The communal localism that resists (male) in-migration and favors out-migration, regulates existing renewable resources by preventing overgrazing. Men emigrate as mercenaries or to build tunnels. They become Swiss Guards at the Vatican or royal bodyguards to the French king. Men and women inherit equally through partible inheritance, but residence, even if it includes ownership but does not include descent through the male line from a prior member of the community, does not include citizenship. Descendants who have never lived in the village are citizens; those who are not citizens, in spite of wealth and influence, are denied membership in the community. Thrift is encouraged, and risk is to be avoided. No one ends up landless; no one ends up rich. Many remain celibate.
Those who go to school might become priests or postal bus drivers or ski instructors. Those who leave are likely to return to spend their vacations harvesting hay.

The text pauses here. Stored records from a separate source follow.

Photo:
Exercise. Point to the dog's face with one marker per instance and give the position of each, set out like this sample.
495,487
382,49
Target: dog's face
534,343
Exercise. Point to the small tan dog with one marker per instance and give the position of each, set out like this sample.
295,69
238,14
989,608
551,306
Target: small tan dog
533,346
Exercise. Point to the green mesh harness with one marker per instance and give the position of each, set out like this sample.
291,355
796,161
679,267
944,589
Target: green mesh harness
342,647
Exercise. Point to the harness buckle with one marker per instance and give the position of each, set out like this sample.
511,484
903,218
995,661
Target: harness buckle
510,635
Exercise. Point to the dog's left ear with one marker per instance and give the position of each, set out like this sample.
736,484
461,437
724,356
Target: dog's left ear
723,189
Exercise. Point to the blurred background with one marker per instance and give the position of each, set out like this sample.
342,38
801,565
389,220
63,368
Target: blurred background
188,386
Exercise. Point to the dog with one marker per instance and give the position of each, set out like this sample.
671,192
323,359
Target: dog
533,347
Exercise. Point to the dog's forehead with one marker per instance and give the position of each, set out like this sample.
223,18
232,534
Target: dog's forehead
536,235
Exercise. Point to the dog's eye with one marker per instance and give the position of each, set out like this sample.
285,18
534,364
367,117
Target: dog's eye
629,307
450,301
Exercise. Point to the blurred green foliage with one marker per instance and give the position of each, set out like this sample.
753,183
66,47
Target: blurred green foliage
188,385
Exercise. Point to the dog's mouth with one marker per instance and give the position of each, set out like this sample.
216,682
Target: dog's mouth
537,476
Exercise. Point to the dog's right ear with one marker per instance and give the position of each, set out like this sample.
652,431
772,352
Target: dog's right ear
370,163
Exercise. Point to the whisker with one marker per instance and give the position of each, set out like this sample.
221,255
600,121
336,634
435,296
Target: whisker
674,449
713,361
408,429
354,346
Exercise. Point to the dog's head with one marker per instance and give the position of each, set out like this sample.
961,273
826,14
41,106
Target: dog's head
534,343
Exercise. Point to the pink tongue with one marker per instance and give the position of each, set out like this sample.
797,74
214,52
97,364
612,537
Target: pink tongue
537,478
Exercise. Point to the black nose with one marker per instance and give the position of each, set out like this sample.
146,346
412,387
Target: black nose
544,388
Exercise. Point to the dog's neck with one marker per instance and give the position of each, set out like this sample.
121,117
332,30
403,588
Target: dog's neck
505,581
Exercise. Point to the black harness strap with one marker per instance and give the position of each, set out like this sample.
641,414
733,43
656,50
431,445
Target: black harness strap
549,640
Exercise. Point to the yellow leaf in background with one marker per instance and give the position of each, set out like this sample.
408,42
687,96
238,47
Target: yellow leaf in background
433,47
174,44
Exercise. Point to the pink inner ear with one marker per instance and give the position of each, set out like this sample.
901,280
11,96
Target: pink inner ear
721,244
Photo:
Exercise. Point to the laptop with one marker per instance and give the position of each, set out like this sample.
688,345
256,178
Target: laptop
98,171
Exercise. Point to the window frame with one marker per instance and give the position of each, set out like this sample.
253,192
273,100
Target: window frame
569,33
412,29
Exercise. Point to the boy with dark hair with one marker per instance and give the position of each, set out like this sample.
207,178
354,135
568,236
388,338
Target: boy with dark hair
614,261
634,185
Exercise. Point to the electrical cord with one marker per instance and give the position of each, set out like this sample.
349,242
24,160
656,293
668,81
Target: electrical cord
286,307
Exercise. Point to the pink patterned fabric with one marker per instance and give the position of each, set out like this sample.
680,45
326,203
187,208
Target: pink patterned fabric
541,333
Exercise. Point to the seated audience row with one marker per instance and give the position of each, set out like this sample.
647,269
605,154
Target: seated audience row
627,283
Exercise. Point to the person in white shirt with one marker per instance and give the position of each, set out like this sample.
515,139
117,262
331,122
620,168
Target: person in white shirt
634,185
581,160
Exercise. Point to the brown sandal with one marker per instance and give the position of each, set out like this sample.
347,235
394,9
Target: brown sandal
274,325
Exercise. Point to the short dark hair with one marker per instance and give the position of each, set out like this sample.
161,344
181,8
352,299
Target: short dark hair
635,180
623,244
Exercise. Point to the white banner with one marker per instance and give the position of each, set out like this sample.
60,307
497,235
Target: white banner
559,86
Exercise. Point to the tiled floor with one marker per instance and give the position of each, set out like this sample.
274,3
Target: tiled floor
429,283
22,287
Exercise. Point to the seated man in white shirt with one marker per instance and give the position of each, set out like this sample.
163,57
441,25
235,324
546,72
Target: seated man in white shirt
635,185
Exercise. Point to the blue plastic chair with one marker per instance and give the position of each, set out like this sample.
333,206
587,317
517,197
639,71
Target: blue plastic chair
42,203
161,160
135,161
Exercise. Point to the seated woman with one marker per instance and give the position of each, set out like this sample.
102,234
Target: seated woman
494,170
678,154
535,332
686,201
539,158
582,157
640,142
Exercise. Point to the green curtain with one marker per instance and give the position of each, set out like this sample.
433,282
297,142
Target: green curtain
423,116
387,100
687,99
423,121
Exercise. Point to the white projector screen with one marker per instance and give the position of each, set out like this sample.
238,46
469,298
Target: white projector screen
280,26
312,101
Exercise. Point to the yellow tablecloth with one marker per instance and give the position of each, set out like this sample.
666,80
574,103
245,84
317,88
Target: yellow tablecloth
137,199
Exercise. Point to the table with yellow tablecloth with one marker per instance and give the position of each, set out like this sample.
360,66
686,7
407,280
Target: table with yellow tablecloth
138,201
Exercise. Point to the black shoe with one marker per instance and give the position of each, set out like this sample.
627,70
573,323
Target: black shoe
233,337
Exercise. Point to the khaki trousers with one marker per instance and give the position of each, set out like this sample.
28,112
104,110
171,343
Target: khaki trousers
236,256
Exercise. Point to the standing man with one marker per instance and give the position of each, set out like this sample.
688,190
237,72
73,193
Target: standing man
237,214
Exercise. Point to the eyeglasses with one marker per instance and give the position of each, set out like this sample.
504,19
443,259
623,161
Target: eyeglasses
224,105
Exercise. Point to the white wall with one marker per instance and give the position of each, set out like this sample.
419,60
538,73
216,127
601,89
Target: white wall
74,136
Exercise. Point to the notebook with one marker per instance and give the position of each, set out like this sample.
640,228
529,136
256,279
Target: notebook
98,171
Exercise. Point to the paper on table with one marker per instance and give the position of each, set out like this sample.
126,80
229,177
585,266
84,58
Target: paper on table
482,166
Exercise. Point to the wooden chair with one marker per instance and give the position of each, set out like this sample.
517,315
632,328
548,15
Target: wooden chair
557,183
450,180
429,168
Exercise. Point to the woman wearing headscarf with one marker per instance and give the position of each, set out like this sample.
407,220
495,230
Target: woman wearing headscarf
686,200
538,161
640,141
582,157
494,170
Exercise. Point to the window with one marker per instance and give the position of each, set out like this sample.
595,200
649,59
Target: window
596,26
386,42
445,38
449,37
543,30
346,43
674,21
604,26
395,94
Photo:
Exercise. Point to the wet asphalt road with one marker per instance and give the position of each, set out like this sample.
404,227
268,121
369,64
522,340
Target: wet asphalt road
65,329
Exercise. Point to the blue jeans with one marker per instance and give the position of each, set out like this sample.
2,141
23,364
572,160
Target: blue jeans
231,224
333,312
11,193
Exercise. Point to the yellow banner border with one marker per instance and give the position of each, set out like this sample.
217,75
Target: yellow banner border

The Alps are the most environmentally threatened mountain
system in the world.
Of all tourists, 75 percent arrive by private car.
The Mountaineer
The first mountaineers are people who live in the mountains, chamois hunters, and crystal gatherers. Those who come to the mountains are known as travelers or “strangers.” In 1827 “Switzerland” is still used to describe any area of France, Savoy, Piedmont or Italy that contained mountains.
The initial strangers are scientists who come with thermometers and barometers to study glaciers, avalanches, thunderstorms, the boiling point, and red snow.
In 1723 Johann Jacob Scheuchzer, a Swiss professor of physics and mathematics at the University of Zürich, fellow of the Royal Society of London, and correspondent of Isaac Newton and Gottfried Leibniz, draws up a compendium, canton by canton, of all species of dragons known to exist in the Swiss Alps. He is the first to study the Föhn.
In 1729 Albrecht von Haller, a Bernese physician and mathematician, compiler of the first book on Swiss flora and director of the salt-works at Roche, publishes a poem titled Die Alpen, a didactic poem subtitled “An Attempt at Swiss Poetry,” reprinted thirty times in his own lifetime. The first edition is printed anonymously, the second with Haller’s name, and subsequent editions with his name followed by numerous honorary titles. He is the first Swiss to be read outside of Switzerland, although German is for him a foreign tongue. He speaks Swiss-German and French, but he writes in German to prove that it is as suitable as English for didactic poetry. For some, “Swiss writer” is no longer an oxymoron. From 1976 to 2000, Haller appears on the Swiss 500-franc banknote.